Высокая эффективность использования интеллектуального ресурса в военные годы настолько подняла престиж науки, что это подготовило наступление уже в первые послевоенные годы новой научно-технической эры. Конечно, нельзя не посетовать на то, что вектор развития науки столь заметно был повернут в то время в область оборонной промышленности: в «закрытых» городах был накоплен огромный научный потенциал. (Е.П. Славский, ставший уже министром, говорил, что у него в Средмаше работает 60 членов Академии наук СССР – своя, можно сказать, академия.) Но и освоение космоса, и атомная энергетика, и высокие теоретические достижения в области ядерной физики – это не только «оборонка»: это достижения, благодаря которым человечество поднялось на новую ступень технологического и духовного развития. В сущности, это главный положительный итог Великой Победы.

И вот что особенно важно: и материальные разрушения, и физические страдания, и утраченные жизни невосполнимы. Даже «шрамы» на земле, где были траншеи, окопы, воронки от бомб и снарядов, не сглаживаются десятилетиями. Город, со временем отстроенный заново, будет все-таки другой город. Фантомная боль от перенесенных страданий будет преследовать до конца жизни. Отстрелянные, выбитые войной поколения исчезнут из генетического древа практически всех семей, прошедших через войну, навсегда.

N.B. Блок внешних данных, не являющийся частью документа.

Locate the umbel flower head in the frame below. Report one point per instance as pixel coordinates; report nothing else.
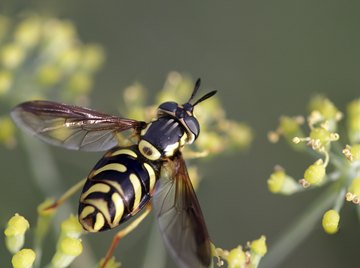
(337, 156)
(42, 58)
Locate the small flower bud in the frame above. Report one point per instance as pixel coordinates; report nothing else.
(280, 182)
(15, 233)
(352, 153)
(7, 132)
(319, 137)
(315, 173)
(236, 258)
(353, 121)
(330, 221)
(23, 258)
(6, 80)
(68, 250)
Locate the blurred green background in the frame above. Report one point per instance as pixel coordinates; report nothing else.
(266, 59)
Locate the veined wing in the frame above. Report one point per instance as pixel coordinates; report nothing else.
(73, 127)
(180, 218)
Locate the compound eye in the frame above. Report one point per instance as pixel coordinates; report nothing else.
(168, 107)
(193, 125)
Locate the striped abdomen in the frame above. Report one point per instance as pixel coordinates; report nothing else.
(120, 184)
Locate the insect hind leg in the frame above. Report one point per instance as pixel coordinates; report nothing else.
(122, 233)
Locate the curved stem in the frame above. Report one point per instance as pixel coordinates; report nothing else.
(155, 255)
(301, 228)
(47, 177)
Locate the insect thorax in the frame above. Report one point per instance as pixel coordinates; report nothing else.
(162, 138)
(119, 186)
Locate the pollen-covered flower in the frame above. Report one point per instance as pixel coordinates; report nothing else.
(15, 233)
(239, 257)
(330, 221)
(335, 163)
(280, 182)
(23, 258)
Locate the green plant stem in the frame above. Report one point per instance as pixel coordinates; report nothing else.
(155, 255)
(47, 177)
(301, 228)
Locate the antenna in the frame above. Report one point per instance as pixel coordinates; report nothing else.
(196, 88)
(206, 96)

А вот интеллектуальный ресурс при его разумном расходовании имеет парадоксальное свойство – возрастать. Заводы, эвакуированные на Урал, не только более чем в три раза за четыре года подняли, выражаясь сегодняшним языком, ВВП уральской промышленности, но и подняли ее технологический уровень. И заметно развившаяся уральская промышленность не только помогла восстановить заводы и фабрики на освобожденных от оккупантов землях, но и создала в регионе наукоемкие производства мирового уровня. И уральские научные учреждения в результате военной закалки обрели новое дыхание.